Relation: $$(a_1, b_1) R (a_2, b_2) \Leftrightarrow b_1 = b_2$$

Statement I: R is an equivalence relation.

Check reflexive: $$(a,b) R (a,b)$$ since $$b = b$$. TRUE.

Check symmetric: If $$(a_1,b_1) R (a_2,b_2)$$, then $$b_1 = b_2$$, so $$b_2 = b_1$$, hence $$(a_2,b_2) R (a_1,b_1)$$. TRUE.

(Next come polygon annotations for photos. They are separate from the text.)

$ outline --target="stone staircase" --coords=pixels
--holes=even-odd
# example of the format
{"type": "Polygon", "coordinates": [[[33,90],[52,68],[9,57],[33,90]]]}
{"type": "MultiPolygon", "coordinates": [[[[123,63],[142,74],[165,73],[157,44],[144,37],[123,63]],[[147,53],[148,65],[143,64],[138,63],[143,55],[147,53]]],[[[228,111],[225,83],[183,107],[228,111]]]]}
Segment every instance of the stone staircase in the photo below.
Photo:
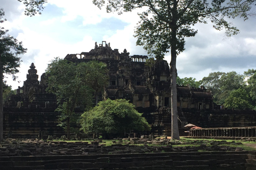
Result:
{"type": "Polygon", "coordinates": [[[179,127],[179,133],[180,136],[185,137],[188,135],[188,132],[185,132],[188,130],[184,128],[184,126],[188,124],[185,117],[182,114],[181,109],[178,108],[178,126],[179,127]]]}
{"type": "Polygon", "coordinates": [[[241,151],[2,157],[0,167],[1,170],[245,170],[248,154],[241,151]]]}

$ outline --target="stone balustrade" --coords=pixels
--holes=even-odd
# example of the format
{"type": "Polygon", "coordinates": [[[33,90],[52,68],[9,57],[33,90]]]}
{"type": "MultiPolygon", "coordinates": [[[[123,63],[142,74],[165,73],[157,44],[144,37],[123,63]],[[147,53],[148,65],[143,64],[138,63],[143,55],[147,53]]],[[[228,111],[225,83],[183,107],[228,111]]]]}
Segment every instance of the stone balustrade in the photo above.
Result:
{"type": "Polygon", "coordinates": [[[190,137],[256,137],[256,126],[216,128],[190,129],[190,137]]]}

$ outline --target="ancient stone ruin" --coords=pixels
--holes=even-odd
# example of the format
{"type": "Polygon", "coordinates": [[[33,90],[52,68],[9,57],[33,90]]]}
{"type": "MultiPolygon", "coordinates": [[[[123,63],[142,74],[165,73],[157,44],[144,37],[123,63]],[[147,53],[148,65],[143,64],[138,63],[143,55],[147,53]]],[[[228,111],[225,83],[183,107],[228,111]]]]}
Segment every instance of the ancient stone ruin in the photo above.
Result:
{"type": "MultiPolygon", "coordinates": [[[[94,60],[106,63],[109,70],[109,83],[99,98],[130,100],[152,125],[152,131],[149,133],[170,134],[170,75],[166,61],[156,61],[153,66],[148,66],[146,64],[147,56],[130,56],[125,49],[120,53],[117,49],[112,49],[110,43],[106,41],[99,45],[95,42],[94,48],[89,52],[68,54],[65,59],[73,62],[94,60]]],[[[23,86],[19,87],[17,94],[5,103],[4,135],[62,135],[63,130],[57,126],[57,116],[59,114],[54,112],[55,97],[45,90],[45,73],[38,81],[34,63],[28,72],[23,86]]],[[[181,135],[188,135],[185,132],[188,129],[184,128],[188,123],[203,128],[239,126],[239,124],[252,126],[256,123],[253,112],[245,110],[232,115],[231,112],[217,109],[211,91],[204,87],[197,89],[178,86],[177,90],[181,135]]]]}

Check transitive: If $$(a_1,b_1) R (a_2,b_2)$$ and $$(a_2,b_2) R (a_3,b_3)$$, then $$b_1 = b_2$$ and $$b_2 = b_3$$, so $$b_1 = b_3$$, hence $$(a_1,b_1) R (a_3,b_3)$$. TRUE.

Statement I is TRUE.

Statement II: For some (a,b) in X, the set S = {(x,y) in X : (x,y) R (a,b)} represents a line parallel to y = x.

$$S = \{(x,y) : y = b\}$$

This is a horizontal line (parallel to the x-axis), not a line parallel to y = x.

The line y = x has slope 1. The line y = b has slope 0. These are not parallel for any value of b.

Statement II is FALSE.

The correct answer is Option 2: Statement I is true but Statement II is false.